今日は地元の図書館で行われた講演会へ。
『今、小島信夫をどう読むか』をテーマに、作家・堀江敏幸さんと、文芸評論家・清水良典さんの対談を聴いた。
小島信夫さん。昭和30年、『アメリカン・スクール』で第32回芥川賞を受賞された。
この作品、いつか読んだ。
英語教師たちがアメリカンスクールを見学にいく道中云々…という話だったと思うのだが、よく覚えていない。なんか変わった雰囲気の作品…その印象の方が強い。

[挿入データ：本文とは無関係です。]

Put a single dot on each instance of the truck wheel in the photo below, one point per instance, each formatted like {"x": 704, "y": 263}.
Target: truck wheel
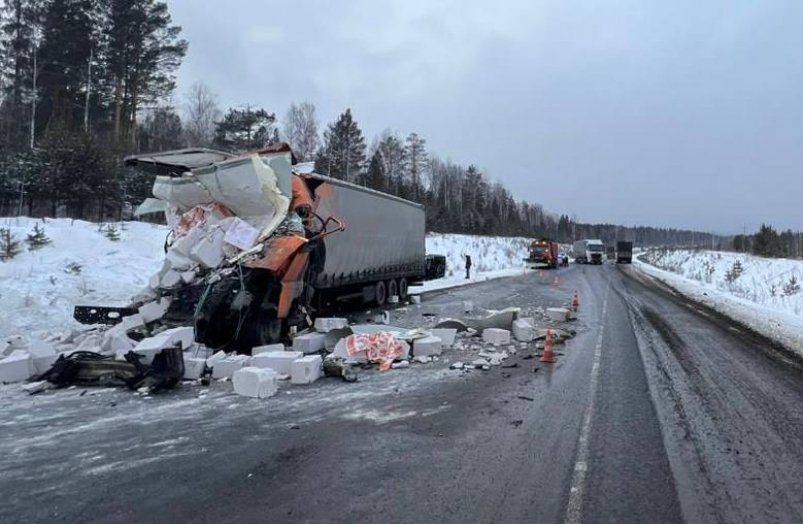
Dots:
{"x": 402, "y": 288}
{"x": 393, "y": 288}
{"x": 380, "y": 293}
{"x": 260, "y": 329}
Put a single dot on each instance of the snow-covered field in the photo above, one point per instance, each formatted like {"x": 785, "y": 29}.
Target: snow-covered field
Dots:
{"x": 763, "y": 293}
{"x": 38, "y": 289}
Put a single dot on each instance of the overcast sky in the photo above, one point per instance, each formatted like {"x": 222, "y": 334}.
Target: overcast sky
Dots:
{"x": 674, "y": 113}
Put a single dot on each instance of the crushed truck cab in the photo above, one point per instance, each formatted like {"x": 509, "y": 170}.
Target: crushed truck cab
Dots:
{"x": 258, "y": 244}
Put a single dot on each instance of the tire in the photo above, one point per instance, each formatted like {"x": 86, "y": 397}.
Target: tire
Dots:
{"x": 380, "y": 293}
{"x": 393, "y": 288}
{"x": 402, "y": 288}
{"x": 260, "y": 329}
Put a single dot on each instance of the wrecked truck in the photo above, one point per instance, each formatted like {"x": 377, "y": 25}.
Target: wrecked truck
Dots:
{"x": 259, "y": 244}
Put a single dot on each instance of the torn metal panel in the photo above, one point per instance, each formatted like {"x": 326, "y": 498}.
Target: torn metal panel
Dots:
{"x": 184, "y": 193}
{"x": 177, "y": 161}
{"x": 151, "y": 205}
{"x": 250, "y": 188}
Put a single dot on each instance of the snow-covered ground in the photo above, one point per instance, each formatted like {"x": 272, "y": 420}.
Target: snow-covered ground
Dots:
{"x": 762, "y": 293}
{"x": 38, "y": 289}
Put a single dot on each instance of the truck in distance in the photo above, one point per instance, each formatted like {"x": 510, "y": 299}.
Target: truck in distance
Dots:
{"x": 544, "y": 253}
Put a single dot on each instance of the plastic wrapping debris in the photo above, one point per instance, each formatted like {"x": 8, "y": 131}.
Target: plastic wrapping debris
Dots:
{"x": 85, "y": 368}
{"x": 339, "y": 367}
{"x": 382, "y": 348}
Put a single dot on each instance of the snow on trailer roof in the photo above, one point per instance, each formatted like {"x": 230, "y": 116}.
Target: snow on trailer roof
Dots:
{"x": 177, "y": 161}
{"x": 357, "y": 187}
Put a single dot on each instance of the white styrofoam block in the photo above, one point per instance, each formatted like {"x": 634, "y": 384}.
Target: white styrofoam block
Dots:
{"x": 523, "y": 331}
{"x": 427, "y": 346}
{"x": 264, "y": 349}
{"x": 325, "y": 325}
{"x": 446, "y": 335}
{"x": 241, "y": 234}
{"x": 90, "y": 343}
{"x": 209, "y": 250}
{"x": 193, "y": 367}
{"x": 15, "y": 342}
{"x": 178, "y": 260}
{"x": 309, "y": 342}
{"x": 215, "y": 358}
{"x": 496, "y": 336}
{"x": 225, "y": 368}
{"x": 154, "y": 310}
{"x": 170, "y": 279}
{"x": 255, "y": 382}
{"x": 183, "y": 335}
{"x": 558, "y": 314}
{"x": 341, "y": 351}
{"x": 279, "y": 361}
{"x": 126, "y": 324}
{"x": 306, "y": 370}
{"x": 16, "y": 367}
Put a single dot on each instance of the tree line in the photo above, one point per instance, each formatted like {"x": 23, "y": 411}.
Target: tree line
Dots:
{"x": 85, "y": 82}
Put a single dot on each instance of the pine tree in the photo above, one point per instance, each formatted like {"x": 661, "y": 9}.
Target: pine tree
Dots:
{"x": 37, "y": 238}
{"x": 162, "y": 130}
{"x": 301, "y": 131}
{"x": 415, "y": 165}
{"x": 144, "y": 51}
{"x": 9, "y": 245}
{"x": 201, "y": 111}
{"x": 392, "y": 150}
{"x": 19, "y": 20}
{"x": 343, "y": 153}
{"x": 376, "y": 178}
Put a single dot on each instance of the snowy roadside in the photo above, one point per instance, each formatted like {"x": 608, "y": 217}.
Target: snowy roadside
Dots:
{"x": 82, "y": 266}
{"x": 780, "y": 325}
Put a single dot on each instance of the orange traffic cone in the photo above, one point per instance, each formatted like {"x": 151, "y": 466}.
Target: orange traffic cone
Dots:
{"x": 548, "y": 355}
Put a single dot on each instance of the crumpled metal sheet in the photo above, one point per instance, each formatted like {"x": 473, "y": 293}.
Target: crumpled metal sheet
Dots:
{"x": 500, "y": 320}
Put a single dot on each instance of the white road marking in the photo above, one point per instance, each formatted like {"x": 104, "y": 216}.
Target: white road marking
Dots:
{"x": 574, "y": 509}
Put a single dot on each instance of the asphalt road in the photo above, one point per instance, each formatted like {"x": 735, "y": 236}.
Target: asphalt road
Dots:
{"x": 657, "y": 411}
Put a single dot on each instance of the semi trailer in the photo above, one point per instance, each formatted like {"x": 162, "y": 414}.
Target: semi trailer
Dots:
{"x": 259, "y": 244}
{"x": 588, "y": 251}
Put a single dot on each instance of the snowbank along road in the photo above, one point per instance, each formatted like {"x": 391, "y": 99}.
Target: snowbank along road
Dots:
{"x": 658, "y": 410}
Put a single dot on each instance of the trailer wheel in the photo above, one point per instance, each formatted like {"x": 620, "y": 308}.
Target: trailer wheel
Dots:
{"x": 393, "y": 288}
{"x": 380, "y": 293}
{"x": 260, "y": 329}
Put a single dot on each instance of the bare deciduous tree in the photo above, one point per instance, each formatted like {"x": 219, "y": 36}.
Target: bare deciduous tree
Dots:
{"x": 301, "y": 131}
{"x": 201, "y": 113}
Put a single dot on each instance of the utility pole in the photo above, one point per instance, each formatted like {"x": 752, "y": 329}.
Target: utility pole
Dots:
{"x": 88, "y": 90}
{"x": 33, "y": 100}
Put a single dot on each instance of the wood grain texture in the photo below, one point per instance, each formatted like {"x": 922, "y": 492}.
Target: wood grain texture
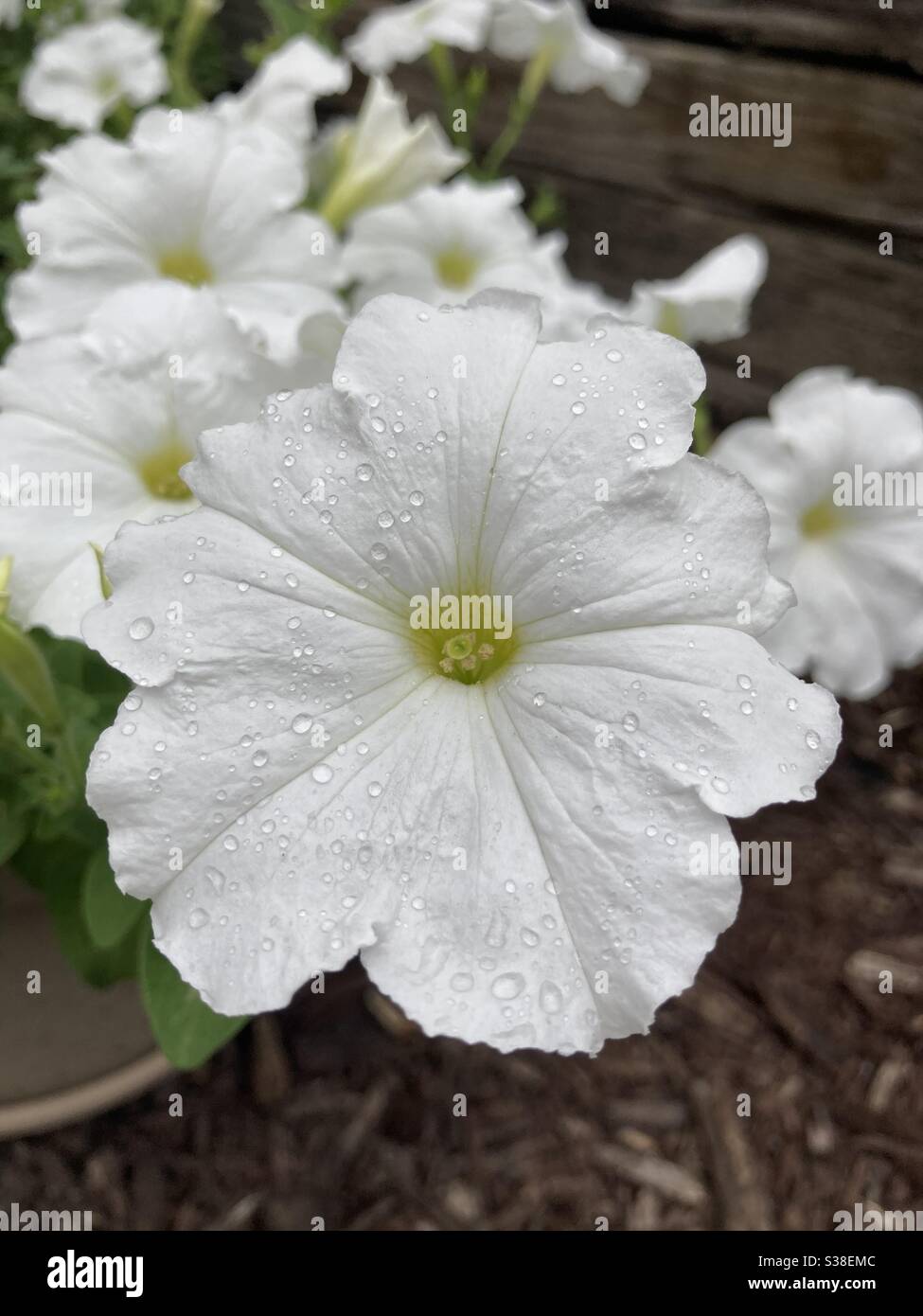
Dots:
{"x": 858, "y": 29}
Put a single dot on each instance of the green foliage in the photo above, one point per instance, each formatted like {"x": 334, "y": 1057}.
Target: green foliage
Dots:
{"x": 186, "y": 1029}
{"x": 51, "y": 837}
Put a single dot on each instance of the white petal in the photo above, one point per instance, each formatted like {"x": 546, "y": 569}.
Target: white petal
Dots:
{"x": 540, "y": 910}
{"x": 702, "y": 707}
{"x": 280, "y": 95}
{"x": 403, "y": 33}
{"x": 579, "y": 57}
{"x": 711, "y": 300}
{"x": 80, "y": 75}
{"x": 859, "y": 577}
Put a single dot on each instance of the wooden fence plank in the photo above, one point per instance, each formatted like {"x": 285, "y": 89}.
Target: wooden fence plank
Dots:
{"x": 829, "y": 27}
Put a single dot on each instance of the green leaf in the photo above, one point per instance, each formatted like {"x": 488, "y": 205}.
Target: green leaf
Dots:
{"x": 108, "y": 914}
{"x": 56, "y": 870}
{"x": 26, "y": 670}
{"x": 12, "y": 830}
{"x": 185, "y": 1028}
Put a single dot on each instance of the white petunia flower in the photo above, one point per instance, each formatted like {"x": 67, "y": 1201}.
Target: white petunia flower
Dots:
{"x": 711, "y": 300}
{"x": 563, "y": 44}
{"x": 841, "y": 466}
{"x": 501, "y": 816}
{"x": 78, "y": 77}
{"x": 445, "y": 243}
{"x": 187, "y": 199}
{"x": 399, "y": 34}
{"x": 382, "y": 157}
{"x": 285, "y": 88}
{"x": 95, "y": 428}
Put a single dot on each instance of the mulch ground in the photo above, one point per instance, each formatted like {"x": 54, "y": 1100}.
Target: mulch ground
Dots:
{"x": 339, "y": 1109}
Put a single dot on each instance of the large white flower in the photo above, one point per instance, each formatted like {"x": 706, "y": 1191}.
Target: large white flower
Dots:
{"x": 381, "y": 157}
{"x": 825, "y": 462}
{"x": 285, "y": 88}
{"x": 576, "y": 57}
{"x": 507, "y": 841}
{"x": 94, "y": 429}
{"x": 711, "y": 300}
{"x": 78, "y": 77}
{"x": 187, "y": 199}
{"x": 445, "y": 243}
{"x": 401, "y": 33}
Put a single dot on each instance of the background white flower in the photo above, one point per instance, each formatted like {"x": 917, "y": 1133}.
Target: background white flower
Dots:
{"x": 445, "y": 243}
{"x": 381, "y": 155}
{"x": 123, "y": 404}
{"x": 711, "y": 300}
{"x": 511, "y": 857}
{"x": 283, "y": 91}
{"x": 559, "y": 34}
{"x": 10, "y": 12}
{"x": 401, "y": 33}
{"x": 187, "y": 199}
{"x": 858, "y": 571}
{"x": 78, "y": 77}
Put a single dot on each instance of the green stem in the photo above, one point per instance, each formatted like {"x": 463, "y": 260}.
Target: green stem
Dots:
{"x": 703, "y": 435}
{"x": 444, "y": 73}
{"x": 188, "y": 34}
{"x": 24, "y": 667}
{"x": 524, "y": 101}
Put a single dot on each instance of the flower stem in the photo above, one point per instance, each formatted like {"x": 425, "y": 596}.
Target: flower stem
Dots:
{"x": 24, "y": 667}
{"x": 524, "y": 101}
{"x": 188, "y": 34}
{"x": 703, "y": 435}
{"x": 444, "y": 73}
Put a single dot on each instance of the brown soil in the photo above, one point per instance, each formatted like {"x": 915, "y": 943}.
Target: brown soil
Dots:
{"x": 337, "y": 1109}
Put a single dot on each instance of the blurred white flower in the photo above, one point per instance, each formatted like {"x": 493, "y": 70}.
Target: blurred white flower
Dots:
{"x": 188, "y": 199}
{"x": 823, "y": 463}
{"x": 282, "y": 92}
{"x": 78, "y": 77}
{"x": 504, "y": 828}
{"x": 401, "y": 33}
{"x": 711, "y": 300}
{"x": 445, "y": 243}
{"x": 111, "y": 416}
{"x": 381, "y": 157}
{"x": 575, "y": 57}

この小島先生、書いたものを読み直したり校正したりをしなかったのだそうだ。
堀江さんとの対談を原稿にする際、「後半、小島先生が何を話しているのかわからない」と泣きついた編集者に、「堀江くんに聞けばわかるだろう」、だから堀江くんに聞け(あるいは堀江くんに書いてもらえ)とおっしゃったそうな。
すごいなあ、これ、勇気ある。
書くことを仕事にしている人なら、一言一句、気を遣って当然だ。
それを「読み直さない」「人に任せる」なんて。
で、ここから先は、完全に私の想像。
小島先生は、「言葉の力」と同時に「言葉の無力さ」を思っておられたのではないか。
何をどう書いても、読む人によって全く違う捉え方をする。時には、思いがけない読み違いをされることもある。
だから、言葉は無力。ならば、読み直しも校正も不必要。そんなことに時間をとられるなら、書く方(つまり、自分の言葉を表す方)に時間を使う方がいい――そういう思いでいらしたのではないだろうか。
だとすれば…
いろいろ考えさせられた。
もちろん小島先生の真意は、もう永久にわからないけれど。